Each month, we highlight one of our spice blends in the hopes to better educate our clients and to inspire them to try new flavors. La Boite's founder, Lior Lev Sercarz, has formulated each blend to elevate your culinary experiences. Each blend is inspired by a person, a place, or a dish, with the flavors working together to tell a story.
Like many of our core blends, Reims N.39 was inspired by a place and a person. Its namesake is a nod to Reims, France, where the loaf bread, pain d'épices, is a specialty. The bread is sweetened with honey and spiced with warm spices like star anise. Because of it's light, well balanced flavor, it is traditionally served with a decadent dish like foie gras or a delicate cheese course.

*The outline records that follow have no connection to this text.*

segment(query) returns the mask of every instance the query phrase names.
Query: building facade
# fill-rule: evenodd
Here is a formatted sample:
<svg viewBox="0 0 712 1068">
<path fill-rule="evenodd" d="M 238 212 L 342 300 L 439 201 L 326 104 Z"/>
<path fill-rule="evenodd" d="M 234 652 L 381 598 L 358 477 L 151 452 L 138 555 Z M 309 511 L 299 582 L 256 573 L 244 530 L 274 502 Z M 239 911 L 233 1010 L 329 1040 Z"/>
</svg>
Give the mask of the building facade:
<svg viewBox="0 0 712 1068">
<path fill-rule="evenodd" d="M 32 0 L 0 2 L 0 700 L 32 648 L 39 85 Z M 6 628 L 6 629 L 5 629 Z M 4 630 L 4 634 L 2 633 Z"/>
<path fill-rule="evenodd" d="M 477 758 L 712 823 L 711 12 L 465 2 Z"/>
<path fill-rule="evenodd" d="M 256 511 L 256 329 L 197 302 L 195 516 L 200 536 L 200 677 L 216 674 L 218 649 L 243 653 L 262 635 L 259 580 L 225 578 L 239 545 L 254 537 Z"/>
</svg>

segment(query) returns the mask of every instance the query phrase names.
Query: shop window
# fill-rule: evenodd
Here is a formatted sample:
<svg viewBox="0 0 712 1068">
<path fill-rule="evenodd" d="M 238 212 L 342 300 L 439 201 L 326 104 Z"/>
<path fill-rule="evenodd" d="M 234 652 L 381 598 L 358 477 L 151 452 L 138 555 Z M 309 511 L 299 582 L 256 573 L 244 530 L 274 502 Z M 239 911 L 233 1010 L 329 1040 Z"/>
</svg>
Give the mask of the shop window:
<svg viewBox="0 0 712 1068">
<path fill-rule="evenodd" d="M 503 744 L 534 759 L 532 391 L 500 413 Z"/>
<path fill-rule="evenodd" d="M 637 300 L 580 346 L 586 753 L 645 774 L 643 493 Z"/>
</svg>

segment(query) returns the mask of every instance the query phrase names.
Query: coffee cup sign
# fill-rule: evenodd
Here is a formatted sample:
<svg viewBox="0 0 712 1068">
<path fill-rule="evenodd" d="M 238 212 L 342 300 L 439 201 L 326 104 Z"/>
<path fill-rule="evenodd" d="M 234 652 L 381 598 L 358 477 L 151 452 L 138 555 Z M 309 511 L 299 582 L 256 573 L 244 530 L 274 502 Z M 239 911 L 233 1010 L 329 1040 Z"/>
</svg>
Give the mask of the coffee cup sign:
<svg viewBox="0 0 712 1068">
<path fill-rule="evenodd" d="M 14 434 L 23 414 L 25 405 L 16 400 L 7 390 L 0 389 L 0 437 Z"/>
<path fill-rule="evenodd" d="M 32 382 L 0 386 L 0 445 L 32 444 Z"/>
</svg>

Though sweet, pain d'épices is much less of a dessert than its American counterpart, gingerbread.
However, this blend truly gives credit to Ghaya Oliveira, the former executive pastry chef at Daniel, Daniel Boulud's flagship restaurant. While at Daniel, she was seeking a spice blend for a gingerbread themed dessert- this inspired Lior to craft a blend made with crystallized honey, star anise, and cardamom. Thus, Reims was born!
Reims is the perfect for easing you into fall and is great for holiday cooking. The warming spices add a subtle heat, and the crystallized honey brings a balanced sweetness.
Here are a few different ways to use Reims:
- Sauté prunes in butter with a pinch of Reims. Deglaze with port & reduce until syrupy. Use as a sauce for pork tenderloin.
- Cook trout or any flaky white fish in brown butter spiced with a pinch of Reims
- Add a pinch to a glass of cava or Prosecco and garnish with a lemon twist
- From reader Lorri Thompson - add about a teaspoon to each half cup of oatmeal (before cooking) and you don't have to use any sweetener.